Remote recording woes

Once I got my gear sorted out, it was time to figure out how best to record both me and the guests. For now, I have opted for remote interviews. This means that I do not have to get more microphones for my guests or even invite them over (possibly meaning a trip from another city just to record for 30 minutes). However, it slightly complicates the process on my side: not only do I need a VoIP solution to communicate, I also need a way to record both my own end and the other end.

For the first issue, I have used both Discord and Zencastr so far. Considering most of my guests do not own a studio-quality microphone in the first place, these applications provide a good-enough quality. I found Zencastr to be less of a hassle as the guests would not need to create a Discord account and configure its audio settings for optimal recording.

Both Zencastr and Discord (using Craig) can record each participant's track separately. However, upon testing Zencastr, I noticed it would often suffer from audio drift issues. For one reason or another, I decided not to try Craig and instead searched for software I could run solely on my own machine and which would let me record both my microphone in and the loopback interface (i.e. 'what you hear') simultaneously. This way, Discord or Zencastr would be used purely as a way to communicate, without using their recording capabilities.

This was not a trivial task, as most digital audio workstations (DAWs) will expect you to use a single audio interface when in my case there were two: the on-board sound card which I would plug my headphones into and the Samson Q2U which acts as a sound card of its own when used via USB.

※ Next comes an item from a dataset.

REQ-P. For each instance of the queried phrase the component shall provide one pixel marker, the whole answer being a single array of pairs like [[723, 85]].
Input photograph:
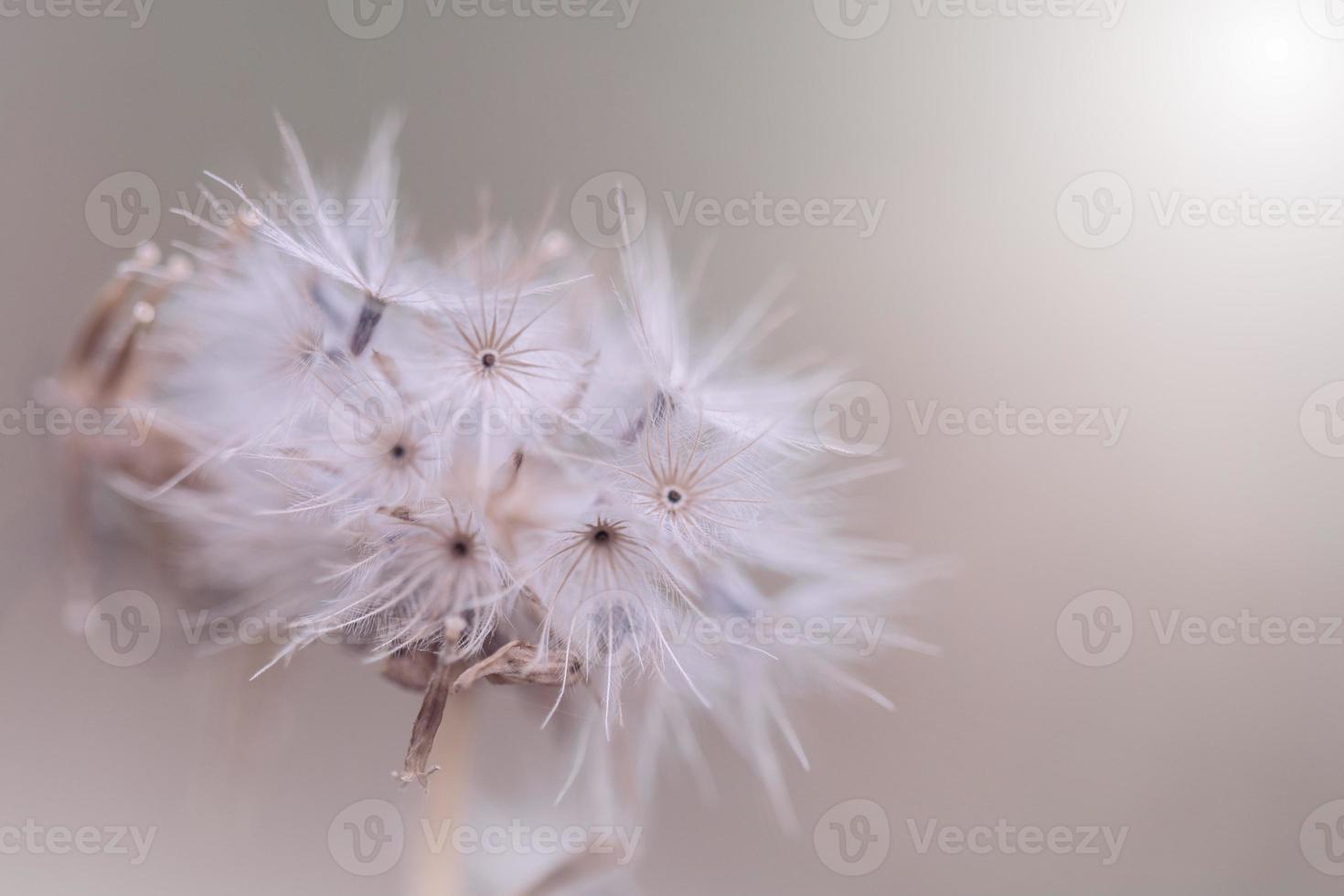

Finally, I decided on a solution: OBS. Yes, that OBS, mostly used by streamers on Twitch or YouTube. Usually streamers will want the audio on their stream to contain both the loopback interface (e.g. game sounds) and their own microphone. OBS allows to record a setup like that out-of-the-box, and if you tune the settings just right, it will put your audio sources into separate audio tracks in the resulting video file. I would then use Avidemux to extract these separate tracks from the video file. It was the perfect hack, which I gladly used for recording the first three episodes.

Post-production and perfectionism

Of course, just because you have the recording does not mean it is ready for your listeners' ears. Any podcast warrants at least basic post-production: background noise removal, cutting out any mess-ups or awkward silence. Most podcasters will also use an equalizer at least minimally (cutting off anything below 80 or 100 Hz is a usual practice) and apply compression to not have startling changes in audio levels.

Initially I went for the trusty Audacity which I had been using for years whenever I needed to do basic audio edits. For beginner podcasters, using Audacity is a no-brainer. It's free, its noise reduction works like magic, and, once I learned the keybindings, making cuts in the episode felt like swinging a sharp samurai sword at the tracks.

Post-production was (and still is) the most time-consuming part of my process. Even after making the initial cut I would listen to the entire episode 5 to 10 more times, finding something worth fixing every time, be it a sharp breath of the guest, or me going on a tangent that I would find not worthy keeping in.

After all this was done, the episode would be exported to an MP3 file. Many podcasters will tell you that a 64 or 96 kbps mono export is enough. I went a bit overboard and chose 128 kbps as my baseline, with the one exception being episode 2, which included a preview of a track from Kuoga.: that one, I felt, warranted a 256 kbps stereo export.

The move to Linux and a DAW

I have been using Linux as my main OS for about 10 years now (with a 2 year period of being an OS X guy). Windows exists on my hard drive mostly to run a few games that do not perform as well on Linux. So naturally, I wanted to move my podcast production to my preferred OS as well.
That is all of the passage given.